The dark of the moon is this coming Wednesday, the 19th of the month, and the first dark moon after Samhain. In my personal spiritual practice, this is the beginning of the turn of the sacred wheel of the seasons.
This year in my creative practice, I want to look away from human ways of reckoning time with clocks and calendars, and look instead to the cycles of time as marked by the land and the heavens.
I love the cycles of the seasons, watching the world around me change throughout the year in ways that are both the same and different each year. When do the colors begin to change, when is the first frost (if we even really get one), when do the first snowdrops poke up from the earth, how long does it take those tiny green shoots to rise and bud and unfurl their sweet white blossoms? The way some shifts seem to happen in agonizingly slow evolution, while others seem to speed through their phases with lightning speed, never ceases to amaze me. This beauty and wonder is what I hope to capture in my art this week.
Questions to ponder:
Are you familiar with the seasonal and astronomical cycles in your specific location? Do those cycles match up with the way the seasons tend to be portrayed in art and entertainment, or are they different?
What’s happening in the natural world around you as you contemplate this prompt? What energy and emotion does it evoke in you?

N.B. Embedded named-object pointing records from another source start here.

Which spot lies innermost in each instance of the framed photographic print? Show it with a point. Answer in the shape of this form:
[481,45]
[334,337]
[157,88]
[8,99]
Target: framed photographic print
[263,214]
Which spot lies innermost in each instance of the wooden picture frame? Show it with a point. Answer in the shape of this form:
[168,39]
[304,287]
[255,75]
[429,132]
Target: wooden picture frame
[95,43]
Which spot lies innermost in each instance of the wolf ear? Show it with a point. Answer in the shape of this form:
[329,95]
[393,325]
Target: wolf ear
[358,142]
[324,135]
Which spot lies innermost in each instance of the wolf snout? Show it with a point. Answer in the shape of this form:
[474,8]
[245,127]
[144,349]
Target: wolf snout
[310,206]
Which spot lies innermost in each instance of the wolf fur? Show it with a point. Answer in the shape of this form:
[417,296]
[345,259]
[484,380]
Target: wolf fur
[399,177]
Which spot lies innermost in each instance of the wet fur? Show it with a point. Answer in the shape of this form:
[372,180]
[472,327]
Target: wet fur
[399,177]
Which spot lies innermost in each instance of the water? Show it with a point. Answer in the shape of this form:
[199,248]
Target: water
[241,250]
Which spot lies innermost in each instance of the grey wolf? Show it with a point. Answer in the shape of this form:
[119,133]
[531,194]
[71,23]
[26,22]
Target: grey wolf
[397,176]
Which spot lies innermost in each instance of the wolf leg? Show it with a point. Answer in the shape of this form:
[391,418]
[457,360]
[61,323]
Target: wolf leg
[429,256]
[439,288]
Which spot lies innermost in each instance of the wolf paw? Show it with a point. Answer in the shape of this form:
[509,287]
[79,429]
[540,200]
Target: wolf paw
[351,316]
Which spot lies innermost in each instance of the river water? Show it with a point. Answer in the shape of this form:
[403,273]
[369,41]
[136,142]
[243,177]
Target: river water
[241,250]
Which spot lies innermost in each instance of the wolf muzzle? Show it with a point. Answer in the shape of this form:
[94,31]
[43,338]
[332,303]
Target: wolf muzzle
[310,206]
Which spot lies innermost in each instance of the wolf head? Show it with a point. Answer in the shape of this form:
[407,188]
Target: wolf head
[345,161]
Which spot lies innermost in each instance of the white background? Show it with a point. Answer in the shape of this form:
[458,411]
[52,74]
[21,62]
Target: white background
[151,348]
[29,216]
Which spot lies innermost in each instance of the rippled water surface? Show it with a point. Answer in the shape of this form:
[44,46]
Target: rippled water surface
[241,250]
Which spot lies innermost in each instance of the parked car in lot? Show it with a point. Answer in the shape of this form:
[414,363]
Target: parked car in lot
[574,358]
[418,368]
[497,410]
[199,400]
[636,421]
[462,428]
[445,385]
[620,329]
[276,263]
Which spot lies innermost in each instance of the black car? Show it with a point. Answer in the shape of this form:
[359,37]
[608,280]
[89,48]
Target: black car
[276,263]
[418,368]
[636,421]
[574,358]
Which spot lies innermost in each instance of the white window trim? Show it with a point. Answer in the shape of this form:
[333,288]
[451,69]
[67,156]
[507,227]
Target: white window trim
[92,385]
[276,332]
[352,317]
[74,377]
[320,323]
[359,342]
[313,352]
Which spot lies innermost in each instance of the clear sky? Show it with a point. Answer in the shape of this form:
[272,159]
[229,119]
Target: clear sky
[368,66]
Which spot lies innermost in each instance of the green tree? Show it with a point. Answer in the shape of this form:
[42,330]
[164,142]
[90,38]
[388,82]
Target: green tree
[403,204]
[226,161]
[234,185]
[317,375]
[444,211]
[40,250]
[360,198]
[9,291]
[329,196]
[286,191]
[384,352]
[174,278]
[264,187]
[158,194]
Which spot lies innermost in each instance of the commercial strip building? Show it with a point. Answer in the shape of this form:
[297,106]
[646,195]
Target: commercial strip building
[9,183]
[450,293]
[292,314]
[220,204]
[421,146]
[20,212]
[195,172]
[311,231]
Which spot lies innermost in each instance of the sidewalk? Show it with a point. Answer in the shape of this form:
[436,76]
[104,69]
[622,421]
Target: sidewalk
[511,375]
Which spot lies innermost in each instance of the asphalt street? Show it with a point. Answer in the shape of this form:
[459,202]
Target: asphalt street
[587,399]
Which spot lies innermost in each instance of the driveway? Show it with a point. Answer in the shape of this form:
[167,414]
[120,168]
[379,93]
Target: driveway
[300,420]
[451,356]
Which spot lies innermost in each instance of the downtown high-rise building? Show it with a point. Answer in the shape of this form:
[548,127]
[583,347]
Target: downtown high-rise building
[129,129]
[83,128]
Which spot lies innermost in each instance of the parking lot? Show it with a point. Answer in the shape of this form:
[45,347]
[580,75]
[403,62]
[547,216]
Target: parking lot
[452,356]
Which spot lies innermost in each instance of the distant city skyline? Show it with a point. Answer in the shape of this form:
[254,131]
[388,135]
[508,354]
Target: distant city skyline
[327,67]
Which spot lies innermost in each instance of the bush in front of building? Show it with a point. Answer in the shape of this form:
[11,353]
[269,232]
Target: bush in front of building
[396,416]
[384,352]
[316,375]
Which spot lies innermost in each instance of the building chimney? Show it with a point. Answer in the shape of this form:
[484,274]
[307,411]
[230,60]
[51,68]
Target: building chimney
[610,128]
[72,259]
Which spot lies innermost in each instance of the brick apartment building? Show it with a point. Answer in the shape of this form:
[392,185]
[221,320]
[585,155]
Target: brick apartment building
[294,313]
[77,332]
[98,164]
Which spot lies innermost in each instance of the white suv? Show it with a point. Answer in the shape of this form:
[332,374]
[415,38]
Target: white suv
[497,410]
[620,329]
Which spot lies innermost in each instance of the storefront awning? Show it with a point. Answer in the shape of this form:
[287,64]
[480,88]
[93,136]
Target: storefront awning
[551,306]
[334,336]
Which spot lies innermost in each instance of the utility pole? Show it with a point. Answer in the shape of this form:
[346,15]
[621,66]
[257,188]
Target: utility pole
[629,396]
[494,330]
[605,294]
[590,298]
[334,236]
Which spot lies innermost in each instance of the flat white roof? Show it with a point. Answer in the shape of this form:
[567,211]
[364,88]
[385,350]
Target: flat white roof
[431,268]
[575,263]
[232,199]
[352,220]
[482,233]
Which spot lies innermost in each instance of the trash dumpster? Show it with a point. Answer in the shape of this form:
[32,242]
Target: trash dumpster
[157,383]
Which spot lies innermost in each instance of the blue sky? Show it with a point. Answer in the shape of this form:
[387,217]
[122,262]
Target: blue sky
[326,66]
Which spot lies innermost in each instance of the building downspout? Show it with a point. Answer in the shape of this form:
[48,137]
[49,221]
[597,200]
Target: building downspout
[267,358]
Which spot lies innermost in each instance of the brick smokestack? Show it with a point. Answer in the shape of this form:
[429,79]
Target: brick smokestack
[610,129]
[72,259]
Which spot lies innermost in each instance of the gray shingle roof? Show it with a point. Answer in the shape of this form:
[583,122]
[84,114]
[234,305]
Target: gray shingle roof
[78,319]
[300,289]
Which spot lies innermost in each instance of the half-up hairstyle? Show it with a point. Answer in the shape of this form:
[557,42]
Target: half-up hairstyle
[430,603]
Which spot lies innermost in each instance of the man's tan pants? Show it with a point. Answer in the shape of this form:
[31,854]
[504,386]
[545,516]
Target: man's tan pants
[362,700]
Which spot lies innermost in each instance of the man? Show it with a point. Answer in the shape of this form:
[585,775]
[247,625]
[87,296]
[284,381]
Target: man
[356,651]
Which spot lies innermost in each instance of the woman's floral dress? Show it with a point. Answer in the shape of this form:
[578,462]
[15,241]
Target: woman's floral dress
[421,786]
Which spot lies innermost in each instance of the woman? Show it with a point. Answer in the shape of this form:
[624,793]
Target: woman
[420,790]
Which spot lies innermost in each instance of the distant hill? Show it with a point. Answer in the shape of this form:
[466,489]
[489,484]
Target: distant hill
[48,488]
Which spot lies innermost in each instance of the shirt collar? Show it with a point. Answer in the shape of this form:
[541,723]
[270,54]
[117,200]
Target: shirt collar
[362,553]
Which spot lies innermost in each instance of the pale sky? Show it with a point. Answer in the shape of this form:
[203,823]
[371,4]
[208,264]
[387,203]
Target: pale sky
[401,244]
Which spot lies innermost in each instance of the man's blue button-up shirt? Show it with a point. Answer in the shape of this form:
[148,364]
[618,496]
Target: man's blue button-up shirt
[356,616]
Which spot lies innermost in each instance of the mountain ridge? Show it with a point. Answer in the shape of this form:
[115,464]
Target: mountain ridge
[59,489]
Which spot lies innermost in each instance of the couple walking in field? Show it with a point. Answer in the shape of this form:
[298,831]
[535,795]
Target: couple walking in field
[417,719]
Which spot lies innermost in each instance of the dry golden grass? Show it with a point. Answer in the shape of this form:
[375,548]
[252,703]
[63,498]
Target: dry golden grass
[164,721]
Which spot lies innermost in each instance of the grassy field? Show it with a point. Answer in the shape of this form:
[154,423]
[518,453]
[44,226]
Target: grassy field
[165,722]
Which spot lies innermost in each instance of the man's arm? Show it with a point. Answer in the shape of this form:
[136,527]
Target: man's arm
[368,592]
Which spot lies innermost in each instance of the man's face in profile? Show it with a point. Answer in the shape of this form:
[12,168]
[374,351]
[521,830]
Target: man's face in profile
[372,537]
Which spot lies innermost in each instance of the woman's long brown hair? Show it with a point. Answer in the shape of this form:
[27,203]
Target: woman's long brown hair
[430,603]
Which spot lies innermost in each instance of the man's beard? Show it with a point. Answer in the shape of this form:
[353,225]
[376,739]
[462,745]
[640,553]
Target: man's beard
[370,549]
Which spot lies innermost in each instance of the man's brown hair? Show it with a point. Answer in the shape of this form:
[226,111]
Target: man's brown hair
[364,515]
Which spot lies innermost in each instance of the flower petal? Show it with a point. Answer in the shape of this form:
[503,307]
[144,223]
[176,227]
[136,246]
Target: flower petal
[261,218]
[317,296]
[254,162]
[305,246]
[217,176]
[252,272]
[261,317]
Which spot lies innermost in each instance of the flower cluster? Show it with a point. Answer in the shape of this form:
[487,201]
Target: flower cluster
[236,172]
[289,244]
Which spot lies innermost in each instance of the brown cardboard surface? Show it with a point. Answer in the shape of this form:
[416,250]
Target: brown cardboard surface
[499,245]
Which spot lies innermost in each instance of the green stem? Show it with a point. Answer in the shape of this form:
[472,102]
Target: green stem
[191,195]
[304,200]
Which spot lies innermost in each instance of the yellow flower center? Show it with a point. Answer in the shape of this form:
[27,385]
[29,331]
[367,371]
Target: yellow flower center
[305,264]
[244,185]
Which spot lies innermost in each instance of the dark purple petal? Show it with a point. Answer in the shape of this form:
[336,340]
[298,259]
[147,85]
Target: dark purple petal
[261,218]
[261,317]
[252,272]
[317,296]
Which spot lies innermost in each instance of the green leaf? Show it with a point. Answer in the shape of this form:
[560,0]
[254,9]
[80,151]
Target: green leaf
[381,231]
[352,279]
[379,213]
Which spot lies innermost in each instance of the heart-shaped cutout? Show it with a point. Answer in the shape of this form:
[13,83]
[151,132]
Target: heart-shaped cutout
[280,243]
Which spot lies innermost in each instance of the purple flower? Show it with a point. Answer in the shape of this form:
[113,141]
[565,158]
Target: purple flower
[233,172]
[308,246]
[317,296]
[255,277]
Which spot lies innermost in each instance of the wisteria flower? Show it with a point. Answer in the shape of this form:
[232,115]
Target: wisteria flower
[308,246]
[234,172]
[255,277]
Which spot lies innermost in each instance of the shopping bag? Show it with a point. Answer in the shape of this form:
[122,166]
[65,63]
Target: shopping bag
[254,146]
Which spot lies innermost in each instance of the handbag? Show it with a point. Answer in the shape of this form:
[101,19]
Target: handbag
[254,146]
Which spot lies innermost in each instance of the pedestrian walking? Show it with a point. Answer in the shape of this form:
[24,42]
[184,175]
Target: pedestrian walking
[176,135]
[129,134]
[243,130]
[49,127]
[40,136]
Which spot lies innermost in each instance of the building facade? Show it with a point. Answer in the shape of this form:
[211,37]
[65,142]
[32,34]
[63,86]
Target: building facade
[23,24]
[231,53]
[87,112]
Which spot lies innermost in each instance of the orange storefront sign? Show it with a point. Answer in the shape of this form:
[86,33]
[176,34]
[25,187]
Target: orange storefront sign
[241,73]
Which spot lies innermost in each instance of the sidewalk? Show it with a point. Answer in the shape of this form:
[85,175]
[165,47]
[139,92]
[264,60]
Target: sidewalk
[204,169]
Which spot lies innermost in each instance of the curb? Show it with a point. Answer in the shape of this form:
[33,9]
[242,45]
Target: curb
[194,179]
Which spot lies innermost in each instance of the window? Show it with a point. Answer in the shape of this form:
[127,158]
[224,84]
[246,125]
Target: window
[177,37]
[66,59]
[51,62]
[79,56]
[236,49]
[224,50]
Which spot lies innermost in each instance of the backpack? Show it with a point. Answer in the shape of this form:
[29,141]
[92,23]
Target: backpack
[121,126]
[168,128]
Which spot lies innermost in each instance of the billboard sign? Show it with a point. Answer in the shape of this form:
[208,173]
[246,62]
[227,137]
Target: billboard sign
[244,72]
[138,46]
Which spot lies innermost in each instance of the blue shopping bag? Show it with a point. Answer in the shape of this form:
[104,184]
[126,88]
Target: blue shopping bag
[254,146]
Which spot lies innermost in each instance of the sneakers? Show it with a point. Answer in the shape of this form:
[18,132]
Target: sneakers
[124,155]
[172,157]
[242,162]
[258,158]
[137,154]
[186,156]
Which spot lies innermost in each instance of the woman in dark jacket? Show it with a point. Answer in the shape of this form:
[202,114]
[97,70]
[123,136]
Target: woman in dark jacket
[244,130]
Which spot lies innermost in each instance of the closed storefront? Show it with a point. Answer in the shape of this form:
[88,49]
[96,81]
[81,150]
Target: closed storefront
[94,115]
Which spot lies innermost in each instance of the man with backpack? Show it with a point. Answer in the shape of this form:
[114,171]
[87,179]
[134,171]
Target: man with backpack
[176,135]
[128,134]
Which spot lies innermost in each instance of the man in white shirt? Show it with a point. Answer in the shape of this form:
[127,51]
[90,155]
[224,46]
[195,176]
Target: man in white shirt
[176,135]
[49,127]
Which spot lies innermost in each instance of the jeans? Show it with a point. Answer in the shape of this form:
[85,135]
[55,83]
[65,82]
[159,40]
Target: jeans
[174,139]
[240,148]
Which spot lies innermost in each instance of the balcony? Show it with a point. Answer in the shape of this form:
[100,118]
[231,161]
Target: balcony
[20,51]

Do you have certain activities you repeat each year in a cyclical way? If so, do you enjoy them, or do you only do them out of habit?
If you enjoy these traditions, what are some things you love about them?
If you don’t enjoy them … could you stop? If you don’t think you can stop, why not? Realistically speaking, what would happen if you stopped?
Is there a new activity you’d like to try in response to this point on the sacred wheel of the seasons? If so, what would you need to do in order to do it?